Locals call for help from new president
Giving encouragement to local governments who are calling for a “Main Street Stimulus Package,” President-elect Barack Obama specifically sited the need to help state and local governments in his first press conference after the election. “I think it’s going to be very important for us to provide the kind of assistance to state and local government to make sure that they don’t compound some of the problems that are already out there by having to initiate major layoffs or initiate tax increases,” Obama said.
However, the Washington-based National Association of Counties (NACo), National League of Cities (NLC) and U.S. Conference of Mayors (USCM) contend that helping local governments is not just a matter of avoiding more problems. Pumping federal money into “ready-to-go” infrastructure projects would help grow the economy, they say. “Funding for airports, highways, transit, trains, clean water, sewers, school facilities and housing creates jobs and enhances the safety and competitiveness of our nation,” said NLC President and Northglenn, Colo., Mayor Kathleen Novak in an address during NLC’s Congress of Cities in November.
In October, NLC released its Agenda for the Nation, a series of briefs on eight issues that cities want the new administration to address: housing, infrastructure, health care reform, poverty reduction and economic opportunity, public safety and homeland security, sustainability, immigration and intergovernmental cooperation. It suggests ways that federal and local governments can work together, such as allowing local leaders to direct federal transportation infrastructure funds for local projects.
USCM, in its proposed $89.98 billion “Main Street Stimulus” package, also focuses on the nation’s need for new infrastructure. Metropolitan economies, which comprise 90 percent of the gross domestic product, need help immediately to create jobs, USCM Executive Director Tom Cochran said. Cochran points to cities’ transit, energy-efficiency and community development infrastructure projects that could “employ people, support small businesses and stimulate main street economies.”
The USCM plan, based on bill HR 7110 passed by the House in September, includes the same 10 programs as HR 7110 but adds almost $30 billion in funding.

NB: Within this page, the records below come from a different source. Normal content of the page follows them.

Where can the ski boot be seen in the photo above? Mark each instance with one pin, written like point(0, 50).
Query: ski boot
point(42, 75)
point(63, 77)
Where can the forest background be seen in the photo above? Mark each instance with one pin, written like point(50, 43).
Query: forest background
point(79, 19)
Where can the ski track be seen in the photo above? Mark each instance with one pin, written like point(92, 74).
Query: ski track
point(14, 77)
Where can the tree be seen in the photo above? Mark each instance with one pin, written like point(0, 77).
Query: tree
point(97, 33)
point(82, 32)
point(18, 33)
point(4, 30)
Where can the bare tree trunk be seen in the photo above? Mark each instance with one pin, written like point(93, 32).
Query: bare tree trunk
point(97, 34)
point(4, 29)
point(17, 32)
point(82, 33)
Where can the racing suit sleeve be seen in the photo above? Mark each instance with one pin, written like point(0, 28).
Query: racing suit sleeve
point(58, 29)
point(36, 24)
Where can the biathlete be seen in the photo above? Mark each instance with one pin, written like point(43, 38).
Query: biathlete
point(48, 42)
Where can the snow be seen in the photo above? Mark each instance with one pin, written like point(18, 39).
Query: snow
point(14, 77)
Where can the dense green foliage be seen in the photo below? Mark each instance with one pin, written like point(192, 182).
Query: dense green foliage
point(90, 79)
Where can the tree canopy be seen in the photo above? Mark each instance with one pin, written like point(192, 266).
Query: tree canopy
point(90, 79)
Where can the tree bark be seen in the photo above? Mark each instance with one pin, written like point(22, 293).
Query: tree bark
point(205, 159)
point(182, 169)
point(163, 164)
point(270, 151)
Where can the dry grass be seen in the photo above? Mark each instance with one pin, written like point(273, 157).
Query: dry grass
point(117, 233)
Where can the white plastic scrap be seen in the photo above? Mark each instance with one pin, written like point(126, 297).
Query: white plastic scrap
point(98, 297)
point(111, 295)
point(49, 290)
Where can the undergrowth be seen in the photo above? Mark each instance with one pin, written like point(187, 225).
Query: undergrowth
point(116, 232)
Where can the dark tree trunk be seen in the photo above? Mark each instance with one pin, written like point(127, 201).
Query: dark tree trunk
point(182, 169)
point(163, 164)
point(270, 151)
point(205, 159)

The programs include $32 billion for highway infrastructure, $18.75 billion for water and wastewater infrastructure and $10 billion for a Community Development Block Grant for infrastructure, along with more money for an Energy Block Grant, school and public housing modernization, transit projects, airports and public safety jobs and technology.
In a Nov. 22 weekly address posted on his Web site Change.gov, Obama announced that he would implement an economic recovery plan that would create 2.5 million jobs by January 2011. The plan involves some of the same priorities mentioned in the NLC and USCM proposals. “We’ll put people back to work rebuilding our crumbling roads and bridges, modernizing schools that are failing our children,” the president-elect said in the videotaped statement.
However, NACo spokesman Jim Philipps says officials are trying to be realistic in their expectations for how soon the new administration will be able to accomplish its goals. The fiscal 2010 budget is due Feb. 2, the continuing resolution under which the government operates expires March 6 and the nation is still at war. “There is a lot, and that’s why our enthusiasm is a little reserved,” he says.